Une grande fille qui allait quitter sa maison, sa famille pour entrer en pension.
C'est un clair jour d'automne 1933. Le camion du laitier du village s'arrête près de chez nous. Sur la plate-forme arrière, il y a déjà tout un attirail, celui d'une fille de Meures, Jacqueline Bausoleil, à peine entrevue à l'école, lors de nos séances d'entraînement, mais qui allait progressivement devenir mon amie de toujours. Nous hissons nos affaires à côté des siennes. Un beau volume! matelas et couvertures roulés dans des toiles, malles pour le linge et les vêtements, toutes sortes de boîtes réglementaires en bois blanc, marquées de jolies lettres noires imprimées : Chaussures - Toilette - Provisions. Cette dernière bien cadenassée. Nous avions scrupuleusement souscrit à tous les impératifs de la liste imposée. Nous avions confectionné tout ce qui était possible, un édredon de satinette rouge gonflé de plumes et bordé d'un cordonnet bordeaux torsadé, même le matelas de laine et de crin. Tout au long des vacances, au fil rouge, au point de croix - deux fils, deux fils - mais en lettres fantaisie joliment ornées, j'avais marqué de beaux draps tout neufs, des serviettes éponges de bonne qualité, j'avais brodé des sous-vêtements, apaisé mes sentiments tumultueux. De préparation intellectuelle, aucune! Tout commençait à la rentrée.
C'est ainsi que j'entrai dans un monde imprévisible et de confusion totale.

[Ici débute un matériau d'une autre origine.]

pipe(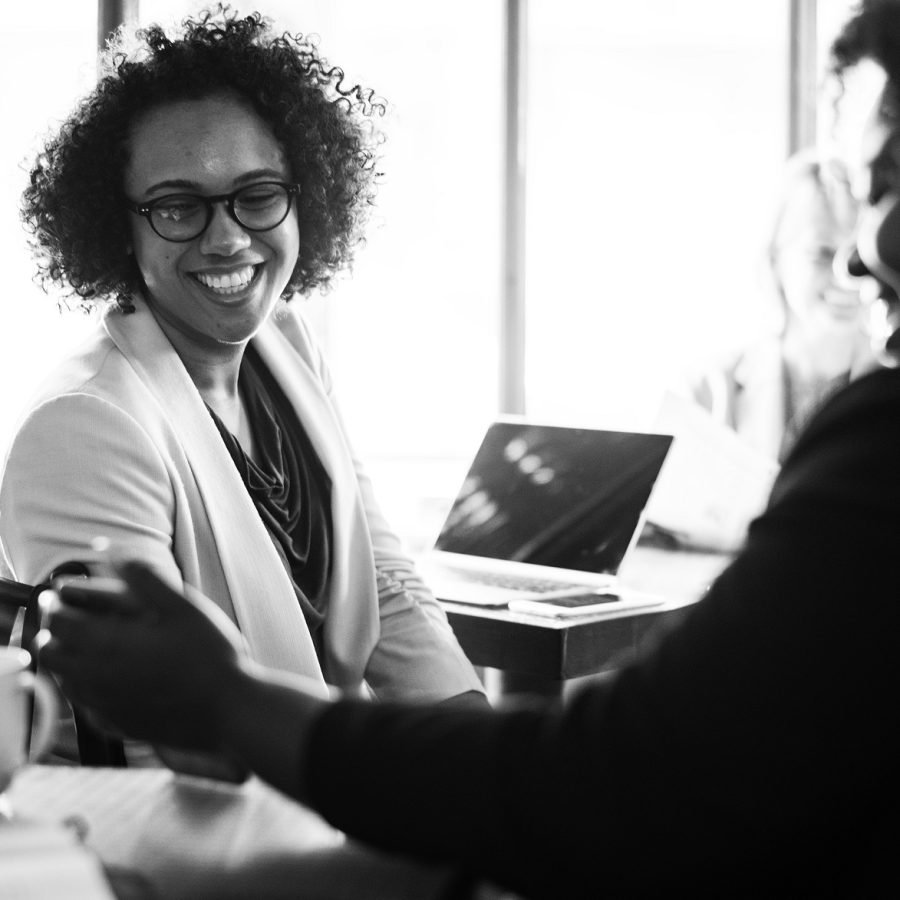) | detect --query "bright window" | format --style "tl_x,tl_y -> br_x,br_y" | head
526,0 -> 789,428
0,0 -> 97,446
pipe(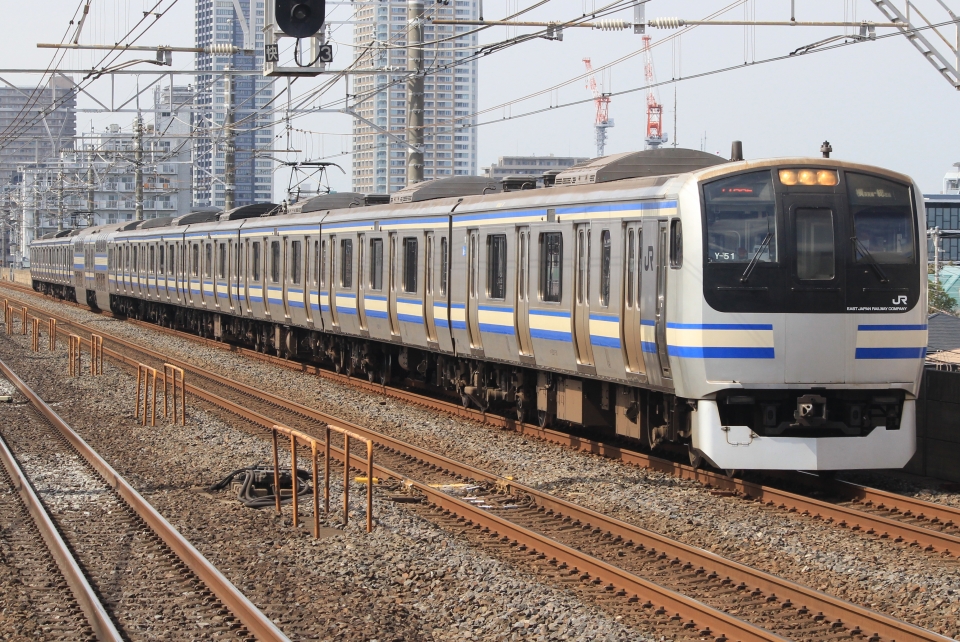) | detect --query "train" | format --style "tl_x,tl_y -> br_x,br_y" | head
29,148 -> 927,471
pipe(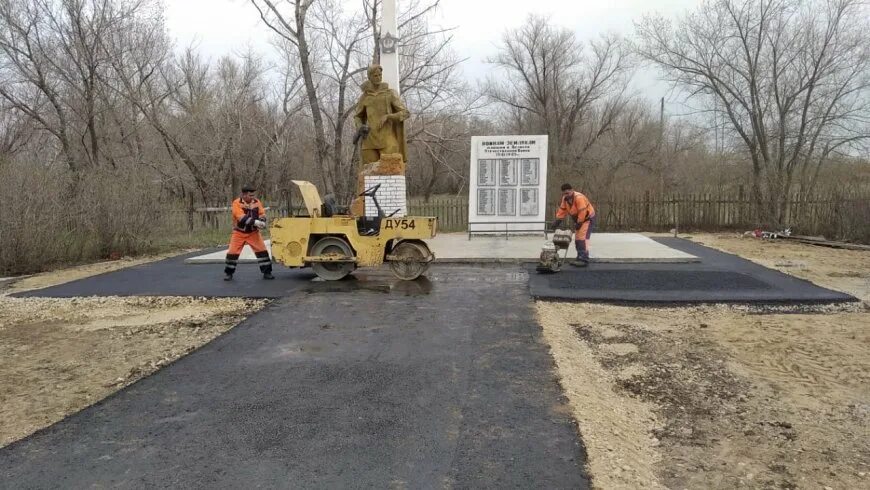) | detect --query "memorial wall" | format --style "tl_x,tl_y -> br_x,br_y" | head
468,135 -> 547,232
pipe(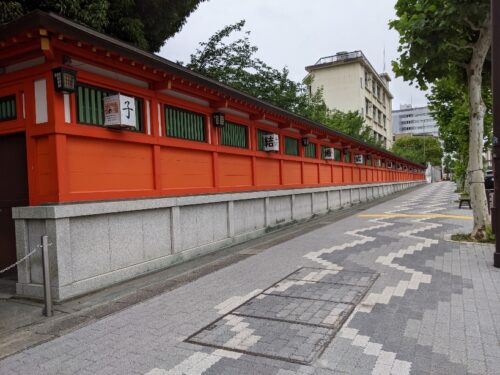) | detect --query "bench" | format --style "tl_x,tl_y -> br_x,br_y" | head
458,195 -> 472,208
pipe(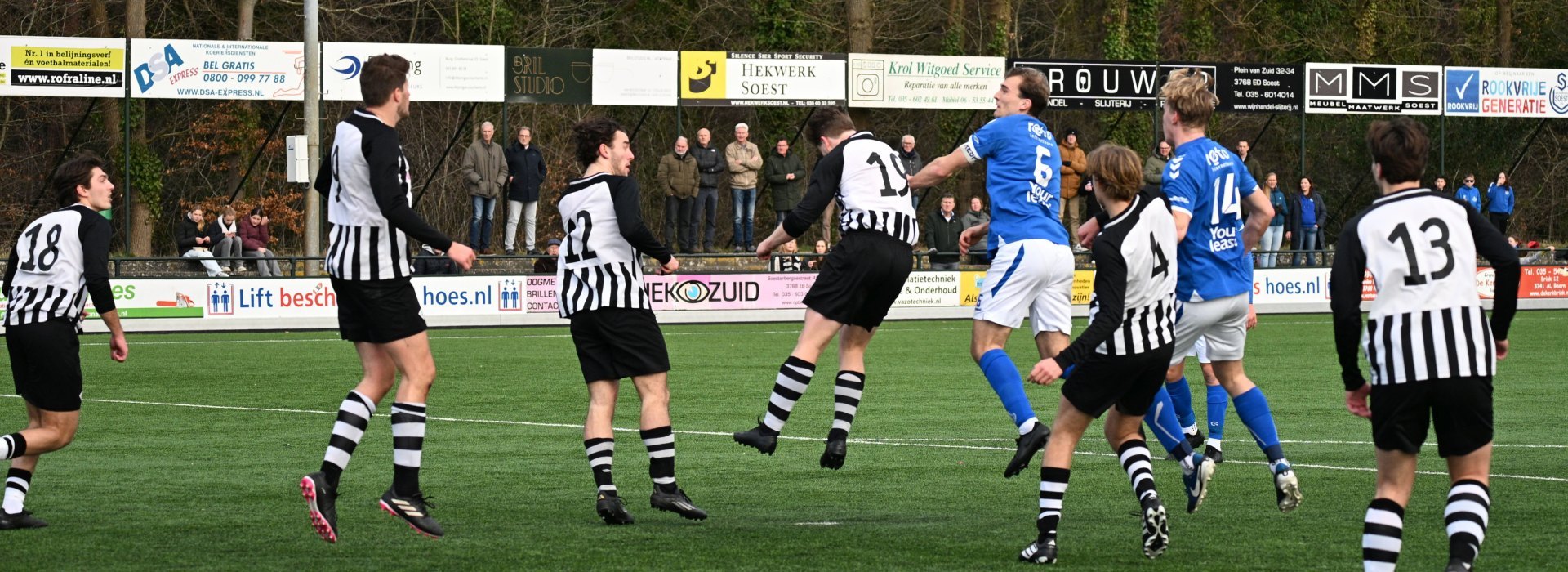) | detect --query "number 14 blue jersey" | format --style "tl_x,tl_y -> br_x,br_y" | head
1162,138 -> 1258,302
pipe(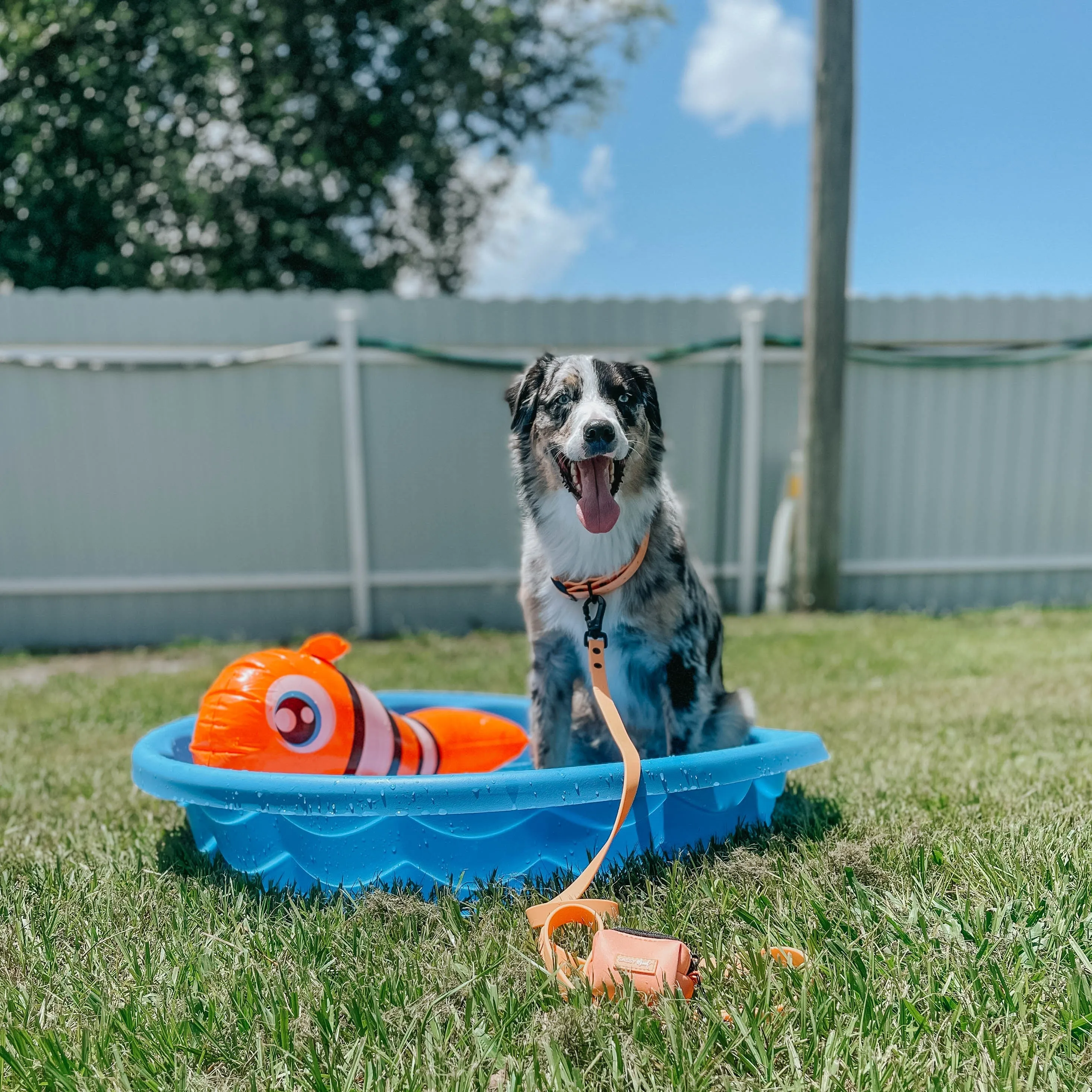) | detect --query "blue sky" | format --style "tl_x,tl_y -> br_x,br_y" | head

Que sentent les petits chats quand on les sépare de leur mère? Que sent l'oiseau qu'on met en cage? l'ourson qu'on prive de sa banquise? J'ai toujours détesté les zoos et les cirques. Et moi, j'y entrais.
à suivre..

5 commentaires:

Anonyme a dit…

Touchant billet. Micheline, si j'ai compté comme il faut, tu avais 13 ans, l'âge où effectivement on est "grande fille" mais pas tant que ça... à mon avis un âge délicat où l'affectif est tellement importnt, où commencent les bouleversements de la "jeune fille" avec tous ses questionnements, ses angoisses... que l'on a besoin de partager, auxquels on aurait besoin de réponse et de compréhension. C'est pas dit qu'à la maison ce soit forcément mieux,tout dépend ce que l'on y vit, donc je ne fais pas de comparaison ni n'émet de préférence. Juste que je pense que bien des enfances ont été perturbées et que parfois il est légitime de ressentir de la bonne fierté d'être devenus ce que nous sommes...
Je t'embrasse fort.

Anonyme a dit…

Je relis et j'apprécie...
Hier, comme tu sais, sur la route. Aujourd'hui panne de chauffage.
Demain : journée chargée...
Juste le temps de passer...
A tout bientôt quand même : j'ai mon ADSL !

Brigetoun a dit…

et je vois que je suis une jeunette toute relative, de mon temps nous commandions des rouleaux de petits rubans de serge marqués à notre nom que nous cousions sur les éléments du trousseau. Mais je n'ai pas eu droit à la pension seulement à, dès que je disais non "si tu continues tu iras à la Légion d'honneur" et je filais doux. Je comprends le petit noeud dans la gorge lors du premier départ

Anonyme a dit…

J'ai eu la chance de ne pas connaître la pension mais je ne crois pas que j'aurais apprécié...
Par contre je suis en admiration devant : "édredon de satinette rouge...bordé de cordonnet bordeaux.... beaux draps brodés au point de croix etc...un vrai trousseau de luxe (fait main)à l'heure actuelle.

marie.l a dit…

Joyeux Noël et bonne année Micheline !
à bientôt !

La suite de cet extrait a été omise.